1. What Happened? H1 2025 Earnings Overview

SKIET Technology experienced a challenging first half of 2025, marked by a significant decline in sales and continued operating losses. Q2 revenue reached ₩82.7 billion, a substantial drop compared to the same period last year. The operating loss stood at ₩-53.7 billion, while the net loss was ₩-19 billion, better than market expectations, but still in the red.

2. Why These Results? Analyzing the Underlying Causes

The main drivers behind this underperformance are the decline in sales of key raw materials like PE and coating materials, coupled with high R&D and SG&A expenses.
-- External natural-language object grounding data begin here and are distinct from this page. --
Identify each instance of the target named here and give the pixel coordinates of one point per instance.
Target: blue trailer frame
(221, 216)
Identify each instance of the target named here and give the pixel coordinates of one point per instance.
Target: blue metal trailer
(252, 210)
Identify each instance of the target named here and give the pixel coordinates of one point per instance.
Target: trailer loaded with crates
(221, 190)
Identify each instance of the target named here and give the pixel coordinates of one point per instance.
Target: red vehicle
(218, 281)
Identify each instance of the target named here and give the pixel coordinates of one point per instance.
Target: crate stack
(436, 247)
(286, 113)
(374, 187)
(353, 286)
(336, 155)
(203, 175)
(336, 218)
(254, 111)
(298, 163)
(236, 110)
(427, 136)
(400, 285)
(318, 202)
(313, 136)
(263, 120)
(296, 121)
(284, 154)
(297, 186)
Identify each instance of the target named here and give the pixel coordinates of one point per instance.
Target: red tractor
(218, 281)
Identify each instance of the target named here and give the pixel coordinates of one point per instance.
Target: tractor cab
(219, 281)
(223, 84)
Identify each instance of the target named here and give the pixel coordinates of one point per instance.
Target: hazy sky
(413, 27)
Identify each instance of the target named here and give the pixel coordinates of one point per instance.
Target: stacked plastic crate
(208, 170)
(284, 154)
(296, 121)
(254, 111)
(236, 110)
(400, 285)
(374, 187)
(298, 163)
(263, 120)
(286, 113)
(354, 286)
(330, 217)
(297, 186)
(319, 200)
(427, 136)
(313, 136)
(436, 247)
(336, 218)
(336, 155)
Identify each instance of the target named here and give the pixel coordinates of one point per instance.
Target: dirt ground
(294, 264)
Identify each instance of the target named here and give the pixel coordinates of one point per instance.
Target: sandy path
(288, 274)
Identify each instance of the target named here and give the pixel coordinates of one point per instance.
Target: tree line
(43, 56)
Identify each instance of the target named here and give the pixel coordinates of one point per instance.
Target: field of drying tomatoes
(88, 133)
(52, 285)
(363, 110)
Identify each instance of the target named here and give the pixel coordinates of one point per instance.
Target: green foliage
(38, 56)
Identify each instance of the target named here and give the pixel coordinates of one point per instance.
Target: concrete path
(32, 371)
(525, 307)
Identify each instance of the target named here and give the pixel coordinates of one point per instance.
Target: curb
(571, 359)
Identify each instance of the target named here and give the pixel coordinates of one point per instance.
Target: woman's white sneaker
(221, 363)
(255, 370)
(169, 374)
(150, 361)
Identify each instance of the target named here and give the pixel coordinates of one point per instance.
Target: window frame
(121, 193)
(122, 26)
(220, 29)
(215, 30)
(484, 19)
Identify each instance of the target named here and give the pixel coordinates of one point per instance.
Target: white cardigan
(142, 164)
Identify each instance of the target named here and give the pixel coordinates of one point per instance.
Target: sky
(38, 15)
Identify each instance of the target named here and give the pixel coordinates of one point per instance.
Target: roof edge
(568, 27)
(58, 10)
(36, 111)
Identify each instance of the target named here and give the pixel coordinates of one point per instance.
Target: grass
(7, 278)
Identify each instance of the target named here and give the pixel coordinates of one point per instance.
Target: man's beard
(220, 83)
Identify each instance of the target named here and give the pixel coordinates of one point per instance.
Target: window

Furthermore, the financial burden from large-scale facility investments and foreign exchange volatility contributed to the deteriorating profitability.

3. What’s Next? Outlook and Opportunities

Despite the short-term challenges, there is potential for long-term growth. The expanding EV battery market and the strengthening IRA regulations could present opportunities for SKIET. Leveraging its technological competitiveness, including the world’s first sequential stretching process, 5㎛ thin-film product development, and commercialization of double-sided simultaneous coating, SKIET can aim to increase its market share. Additionally, the company’s pursuit of new businesses, such as the development of high-performance CO2 separation membrane materials for CCUS, is a positive factor.

4. What Should Investors Do? Action Plan

The investment recommendation is ‘Neutral’. While short-term momentum for a stock rebound is limited, investment decisions should consider the potential for long-term growth. Careful monitoring of the company’s strategies for improving profitability, securing financial soundness, and managing foreign exchange risk is crucial.